Après avoir repéré notre borne kilométrique, nous avons emprunté un petit chemin pour commencer à décharger les bateaux et le matériel. D'habitude, c'est l'excitation du départ d'une expédition fluviale dont je me souviens le plus, mais je n'ai pas eu le temps d'en profiter à cause des moustiques. J'avais hâte d'être sur l'eau pour m'en débarrasser. Sans le savoir à ce moment-là, esquiver les moustiques allait devenir mon quotidien les jours suivants.

Enfin arrivés sur la rivière, équipés de nos vêtements de pluie Eddie Bauer pour les averses intermittentes, nous avions enfin trouvé un havre de paix. À peine quelques minutes plus tard, nous avons pu constater l'écosystème foisonnant de la Flambeau : la faune y est abondante.
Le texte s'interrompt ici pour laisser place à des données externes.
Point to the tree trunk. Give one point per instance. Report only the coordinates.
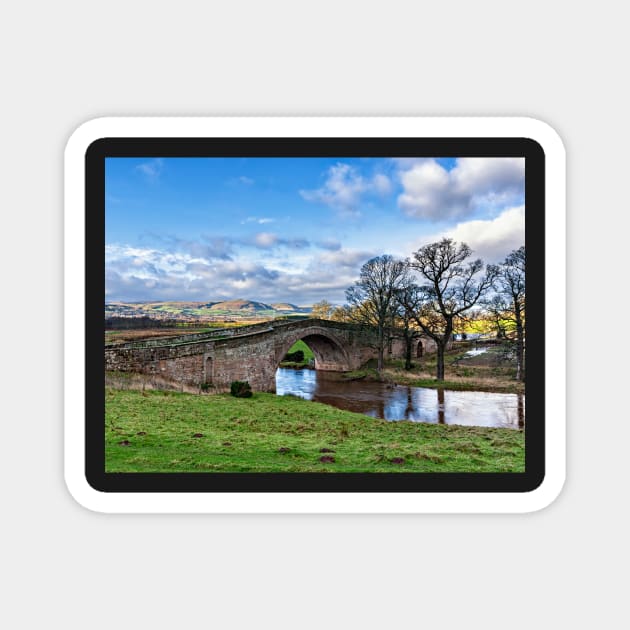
(408, 349)
(520, 354)
(520, 346)
(381, 350)
(440, 357)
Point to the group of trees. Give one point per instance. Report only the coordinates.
(435, 292)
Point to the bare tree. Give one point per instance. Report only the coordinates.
(408, 301)
(507, 306)
(322, 310)
(452, 287)
(371, 300)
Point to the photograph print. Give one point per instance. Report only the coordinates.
(315, 315)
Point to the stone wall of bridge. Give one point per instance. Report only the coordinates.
(251, 354)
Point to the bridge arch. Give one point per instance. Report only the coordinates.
(329, 351)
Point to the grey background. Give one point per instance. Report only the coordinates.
(66, 62)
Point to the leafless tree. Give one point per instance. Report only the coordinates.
(371, 300)
(507, 305)
(408, 300)
(451, 287)
(322, 310)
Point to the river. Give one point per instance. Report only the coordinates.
(401, 402)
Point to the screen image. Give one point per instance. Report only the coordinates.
(316, 315)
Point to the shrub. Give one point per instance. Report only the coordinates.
(241, 389)
(295, 357)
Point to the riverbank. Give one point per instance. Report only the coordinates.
(163, 431)
(484, 372)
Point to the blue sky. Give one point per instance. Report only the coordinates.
(294, 229)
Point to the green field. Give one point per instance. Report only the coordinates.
(156, 431)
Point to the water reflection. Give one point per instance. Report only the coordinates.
(419, 404)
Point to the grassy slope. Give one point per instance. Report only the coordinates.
(268, 433)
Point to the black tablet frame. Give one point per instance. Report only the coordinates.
(335, 147)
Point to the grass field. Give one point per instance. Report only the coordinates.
(156, 431)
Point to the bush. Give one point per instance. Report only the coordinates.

Mon moment préféré de la première journée, et même de tout le voyage, fut de pagayer près d'un îlot de hautes herbes, non loin du camping de Log Creek, et d'effrayer deux grues du Canada . Tandis qu'elles s'envolaient, nous avons immobilisé nos canoës pour écouter leur cri : puissant, étrange, comme un clairon. Au même instant, un pygargue à tête blanche a plongé au-dessus de la cime des arbres, un colibri a bourdonné à quelques mètres au-dessus de nos têtes et un martin-pêcheur a longé la rive en trombe, en poussant des cris perçants. L'énergie qui régnait dans ce lieu était incroyable. C'était un spectacle magnifique.

Il nous faudrait encore plusieurs rencontres avec des aigles, quelques heures de canoë supplémentaires et parcourir 8 à 10 miles avant d'arriver à notre premier emplacement de camping, Mason Creek. Nous avons déchargé nos bateaux, les avons amarrés, avons monté nos tentes individuelles, puis nous nous sommes retrouvés dans la cuisine de camp désignée pour préparer le dîner.

Heureusement, la pluie avait cessé. Chris décida de préparer le premier dîner et concocta un sauté de tempeh et de légumes, accompagné de macaronis au fromage . Après avoir pris mes photos du coucher de soleil, je me suis mise en mode commis de cuisine. (Petit conseil : sauf bonne raison, il est mal vu, en expédition, de rester les bras croisés pendant que les autres travaillent.) Nous nous sommes assis autour du feu, savourant notre premier repas et profitant pleinement de cette première nuit d'expédition avant de regagner nos tentes pour dormir à la belle étoile.